Procedimento disciplinare sportivo - legittimazione a ricorrere – società – possibilità di agire in giudizio anche nell’interesse del presidente – sussistenza – esclusione - art. 81 CPC

Nel procedimento disciplinare sportivo la società reclamante non è legittimata ad agire anche in nome e per conto del suo presidente per le sanzioni al medesimo irrogate a titolo personale ed in conseguenza di condotte da lui tenute, sia pure nella sua veste istituzionale. Si riscontra, in tal caso, un difetto di legittimazione, intesa come carenza di legitimatio ad causam - consistente, per consolidato orientamento giurisprudenziale, nella titolarità del potere di promuovere un giudizio in ordine al rapporto sostanziale dedotto in causa, mediante la deduzione di fatti in astratto idonei a fondare il diritto azionato secondo la prospettazione offerta dall'attore ed indipendentemente dalla effettiva titolarità (dal lato attivo o passivo) del rapporto stesso (ex multis, Cass. civ. Sezione III, Sent., 2012, n. 2091; Cass. 23 novembre 2005, n. 24594, Cass., 7 ottobre 2005, n. 19647; Cass., 3 luglio 1999, n. 6894) - in quanto la società reclamante non è titolata ad agire in nome e per conto del Presidente per le sanzioni al medesimo irrogate a titolo personale in conseguenza delle violazioni addebitate e riscontrate in primo grado. Il richiamo ai principi del giusto processo di cui all’art. 44, comma 1, del C.G.S, consentono di considerare applicabili al processo sportivo anche i generali principi ricavabili dall’art. 81 CPC che, nel sancire che, al di fuori dei casi previsti dalla legge, nessuno può agire in giudizio per far valere in nome proprio un diritto altrui, stabilisce la necessaria coincidenza tra il soggetto titolare del diritto fatto valere in giudizio e il soggetto legittimato ad agire in giudizio per la tutela del diritto stesso. Inoltre, l’art. 47 del CGS, rubricato “Diritto di agire innanzi agli organi di giustizia sportiva”, ribadisce, in termini chiari, il principio dell’interesse ad agire per cui l’azione è esercitata soltanto dal titolare di una posizione rilevante per l’ordinamento federale che abbia subito una lesione o un pregiudizio. (Fattispecie relativa ad un procedimento che, in primo grado, si era concluso con la condanna sia del presidente, che non aveva ottemperato nel termine prescritto ad una delibera del collegio arbitrale presso LND, sia della società per responsabilità diretta per l’illecito disciplinare ascritto al suo presidente e nel quale la sola società aveva proposto reclamo).

Stagione: 2019-2020

Numero: n. 62/CFA/2019-2020/B

Presidente: Torsello

Relatore: Palmieri

Riferimenti normativi: art. 81 CPC; art. 44, comma 1, C.G.S; art. 47 CGS;

Articoli

1. Il processo sportivo attua i principi del diritto di difesa, della parità delle parti, del contraddittorio e gli altri principi del giusto processo.
2. I giudici e le parti cooperano per la realizzazione della ragionevole durata del processo nell’interesse del regolare svolgimento delle competizioni sportive e dell’ordinato andamento dell’attività federale.
3. La decisione del giudice è motivata e pubblica.
4. Il giudice e le parti redigono i provvedimenti e gli atti in maniera chiara e sintetica. I vizi formali che non comportino la violazione dei principi di cui al presente articolo non costituiscono causa di invalidità dell’atto.
5. Tutte le sanzioni inflitte dagli organi di giustizia sportiva devono avere carattere di effettività e di afflittività.
6. Tutti i termini previsti dal Codice, salvo che non sia diversamente indicato dal Codice stesso, sono perentori.

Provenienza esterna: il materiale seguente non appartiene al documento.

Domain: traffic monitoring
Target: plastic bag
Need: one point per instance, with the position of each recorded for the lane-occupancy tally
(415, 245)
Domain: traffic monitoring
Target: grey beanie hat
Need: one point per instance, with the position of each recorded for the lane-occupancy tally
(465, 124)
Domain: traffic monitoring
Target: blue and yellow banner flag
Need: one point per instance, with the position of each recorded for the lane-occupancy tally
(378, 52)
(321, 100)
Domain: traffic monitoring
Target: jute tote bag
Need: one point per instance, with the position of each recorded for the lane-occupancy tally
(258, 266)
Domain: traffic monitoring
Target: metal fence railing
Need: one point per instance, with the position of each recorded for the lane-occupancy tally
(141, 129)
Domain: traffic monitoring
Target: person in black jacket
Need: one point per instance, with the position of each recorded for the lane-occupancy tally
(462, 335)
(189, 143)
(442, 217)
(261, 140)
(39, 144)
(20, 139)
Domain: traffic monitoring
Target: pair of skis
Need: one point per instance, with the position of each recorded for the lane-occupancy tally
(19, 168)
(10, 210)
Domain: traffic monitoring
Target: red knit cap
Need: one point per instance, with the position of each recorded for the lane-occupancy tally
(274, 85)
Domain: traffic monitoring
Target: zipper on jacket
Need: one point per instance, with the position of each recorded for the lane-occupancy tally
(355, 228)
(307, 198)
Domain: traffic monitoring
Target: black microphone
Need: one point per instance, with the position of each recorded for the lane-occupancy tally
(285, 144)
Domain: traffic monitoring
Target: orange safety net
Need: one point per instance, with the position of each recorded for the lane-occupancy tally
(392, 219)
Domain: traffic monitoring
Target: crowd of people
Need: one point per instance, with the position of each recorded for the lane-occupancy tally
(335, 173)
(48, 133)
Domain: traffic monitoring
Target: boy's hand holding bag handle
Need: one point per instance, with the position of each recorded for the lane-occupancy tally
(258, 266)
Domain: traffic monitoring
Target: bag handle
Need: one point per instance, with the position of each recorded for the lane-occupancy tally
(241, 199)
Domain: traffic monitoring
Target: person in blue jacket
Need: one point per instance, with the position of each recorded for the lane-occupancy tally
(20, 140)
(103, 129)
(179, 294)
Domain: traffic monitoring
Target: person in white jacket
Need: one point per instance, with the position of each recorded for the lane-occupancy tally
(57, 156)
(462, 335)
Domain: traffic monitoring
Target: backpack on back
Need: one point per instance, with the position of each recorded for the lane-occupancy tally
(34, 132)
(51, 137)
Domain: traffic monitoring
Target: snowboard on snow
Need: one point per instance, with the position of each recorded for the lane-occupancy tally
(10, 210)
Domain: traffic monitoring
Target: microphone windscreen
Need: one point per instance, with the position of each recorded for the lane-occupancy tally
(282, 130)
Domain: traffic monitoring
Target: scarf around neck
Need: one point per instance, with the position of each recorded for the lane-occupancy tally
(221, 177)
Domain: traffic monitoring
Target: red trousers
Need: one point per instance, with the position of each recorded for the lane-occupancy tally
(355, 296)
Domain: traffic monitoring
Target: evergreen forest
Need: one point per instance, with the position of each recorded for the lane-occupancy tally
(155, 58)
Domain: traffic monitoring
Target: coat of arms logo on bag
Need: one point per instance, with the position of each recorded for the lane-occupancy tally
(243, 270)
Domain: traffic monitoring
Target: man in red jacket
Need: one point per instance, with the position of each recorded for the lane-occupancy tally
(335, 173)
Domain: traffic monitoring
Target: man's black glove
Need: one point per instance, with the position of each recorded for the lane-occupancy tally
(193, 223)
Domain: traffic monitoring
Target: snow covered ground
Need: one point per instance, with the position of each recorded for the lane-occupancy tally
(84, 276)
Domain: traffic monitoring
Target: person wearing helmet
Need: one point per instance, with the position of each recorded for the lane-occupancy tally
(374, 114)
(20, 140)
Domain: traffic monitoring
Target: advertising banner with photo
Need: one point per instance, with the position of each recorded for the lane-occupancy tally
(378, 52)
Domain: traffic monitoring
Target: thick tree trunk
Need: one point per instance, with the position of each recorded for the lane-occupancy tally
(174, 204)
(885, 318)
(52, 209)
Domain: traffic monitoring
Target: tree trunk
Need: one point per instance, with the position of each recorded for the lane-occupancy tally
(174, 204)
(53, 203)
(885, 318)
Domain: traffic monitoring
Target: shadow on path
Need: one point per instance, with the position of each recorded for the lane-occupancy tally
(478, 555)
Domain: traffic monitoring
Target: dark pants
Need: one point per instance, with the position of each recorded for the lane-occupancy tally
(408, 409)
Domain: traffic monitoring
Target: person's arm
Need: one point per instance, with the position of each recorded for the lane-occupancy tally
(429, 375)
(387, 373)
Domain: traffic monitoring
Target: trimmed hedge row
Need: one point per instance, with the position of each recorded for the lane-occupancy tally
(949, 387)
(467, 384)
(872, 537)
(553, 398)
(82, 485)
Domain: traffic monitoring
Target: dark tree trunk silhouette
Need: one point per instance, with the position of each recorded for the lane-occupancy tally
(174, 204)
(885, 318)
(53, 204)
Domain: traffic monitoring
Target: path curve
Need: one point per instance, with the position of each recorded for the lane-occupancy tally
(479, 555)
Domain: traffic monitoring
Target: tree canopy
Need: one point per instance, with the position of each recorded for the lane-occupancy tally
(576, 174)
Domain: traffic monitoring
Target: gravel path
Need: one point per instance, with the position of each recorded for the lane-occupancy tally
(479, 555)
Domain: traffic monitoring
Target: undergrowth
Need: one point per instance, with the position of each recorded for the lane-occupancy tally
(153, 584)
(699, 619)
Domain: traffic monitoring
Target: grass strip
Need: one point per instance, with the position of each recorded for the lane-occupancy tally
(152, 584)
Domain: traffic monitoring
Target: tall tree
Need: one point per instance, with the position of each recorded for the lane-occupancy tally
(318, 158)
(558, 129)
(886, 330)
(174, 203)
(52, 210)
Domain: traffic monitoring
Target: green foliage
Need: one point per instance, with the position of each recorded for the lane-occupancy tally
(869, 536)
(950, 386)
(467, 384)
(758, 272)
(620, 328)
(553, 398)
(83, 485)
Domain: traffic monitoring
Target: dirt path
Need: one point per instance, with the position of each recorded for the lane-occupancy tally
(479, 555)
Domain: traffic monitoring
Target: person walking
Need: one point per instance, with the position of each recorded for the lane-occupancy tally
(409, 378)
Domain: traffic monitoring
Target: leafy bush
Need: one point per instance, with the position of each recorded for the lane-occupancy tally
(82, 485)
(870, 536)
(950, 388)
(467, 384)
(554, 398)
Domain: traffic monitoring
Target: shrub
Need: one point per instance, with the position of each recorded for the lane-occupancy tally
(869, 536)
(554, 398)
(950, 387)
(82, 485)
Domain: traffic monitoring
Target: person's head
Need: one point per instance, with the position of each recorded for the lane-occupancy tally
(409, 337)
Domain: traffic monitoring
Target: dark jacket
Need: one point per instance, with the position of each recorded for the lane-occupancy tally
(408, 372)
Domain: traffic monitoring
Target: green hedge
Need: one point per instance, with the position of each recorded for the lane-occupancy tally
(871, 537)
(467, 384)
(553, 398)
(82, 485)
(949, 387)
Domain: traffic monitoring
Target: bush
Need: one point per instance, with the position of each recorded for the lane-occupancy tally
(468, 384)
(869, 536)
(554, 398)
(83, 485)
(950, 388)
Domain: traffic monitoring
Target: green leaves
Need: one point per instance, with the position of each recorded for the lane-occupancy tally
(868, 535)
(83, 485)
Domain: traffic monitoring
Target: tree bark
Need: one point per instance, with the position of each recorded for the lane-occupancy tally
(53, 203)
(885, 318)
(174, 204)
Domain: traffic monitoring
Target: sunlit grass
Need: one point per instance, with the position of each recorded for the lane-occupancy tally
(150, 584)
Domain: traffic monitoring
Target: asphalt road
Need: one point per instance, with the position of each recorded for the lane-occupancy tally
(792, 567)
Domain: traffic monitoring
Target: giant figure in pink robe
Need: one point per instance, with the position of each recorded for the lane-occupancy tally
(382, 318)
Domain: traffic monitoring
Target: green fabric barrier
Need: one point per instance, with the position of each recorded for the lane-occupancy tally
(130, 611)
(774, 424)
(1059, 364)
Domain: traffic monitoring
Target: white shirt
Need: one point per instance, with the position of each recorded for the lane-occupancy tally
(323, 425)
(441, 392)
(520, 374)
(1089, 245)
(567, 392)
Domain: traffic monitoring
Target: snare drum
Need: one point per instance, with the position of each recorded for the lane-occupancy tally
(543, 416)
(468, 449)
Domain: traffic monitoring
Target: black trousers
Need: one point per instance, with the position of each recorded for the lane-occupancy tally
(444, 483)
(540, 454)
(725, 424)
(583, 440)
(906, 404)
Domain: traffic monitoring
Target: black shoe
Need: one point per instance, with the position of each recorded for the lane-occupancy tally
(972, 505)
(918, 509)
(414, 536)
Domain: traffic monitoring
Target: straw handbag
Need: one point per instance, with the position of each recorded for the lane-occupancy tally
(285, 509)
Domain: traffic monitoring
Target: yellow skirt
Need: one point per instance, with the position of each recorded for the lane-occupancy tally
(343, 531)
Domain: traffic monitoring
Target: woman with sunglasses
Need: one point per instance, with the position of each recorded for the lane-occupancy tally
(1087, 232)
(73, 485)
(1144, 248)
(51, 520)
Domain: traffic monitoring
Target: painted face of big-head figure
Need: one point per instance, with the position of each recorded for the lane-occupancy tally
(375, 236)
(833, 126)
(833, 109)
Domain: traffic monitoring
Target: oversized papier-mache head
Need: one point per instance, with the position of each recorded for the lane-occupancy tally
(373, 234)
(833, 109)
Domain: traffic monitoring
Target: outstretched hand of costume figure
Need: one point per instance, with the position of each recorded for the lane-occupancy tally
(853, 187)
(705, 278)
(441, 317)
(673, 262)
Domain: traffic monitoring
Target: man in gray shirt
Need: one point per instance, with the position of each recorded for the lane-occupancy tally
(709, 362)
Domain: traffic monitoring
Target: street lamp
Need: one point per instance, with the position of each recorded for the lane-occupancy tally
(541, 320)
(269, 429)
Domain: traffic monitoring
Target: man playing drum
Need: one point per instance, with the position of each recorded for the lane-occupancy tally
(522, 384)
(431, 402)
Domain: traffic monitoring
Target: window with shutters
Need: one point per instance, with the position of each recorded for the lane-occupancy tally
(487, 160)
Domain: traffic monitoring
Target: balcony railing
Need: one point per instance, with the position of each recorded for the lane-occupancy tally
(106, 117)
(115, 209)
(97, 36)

1. I tesserati, gli affiliati e gli altri soggetti legittimati dall'ordinamento federale hanno diritto di agire innanzi agli organi di giustizia sportiva per la tutela dei diritti e degli interessi loro riconosciuti dall'ordinamento sportivo.
2. L'azione è esercitata soltanto dal titolare di una posizione soggettiva rilevante per l’ordinamento federale che abbia subito una lesione o un pregiudizio.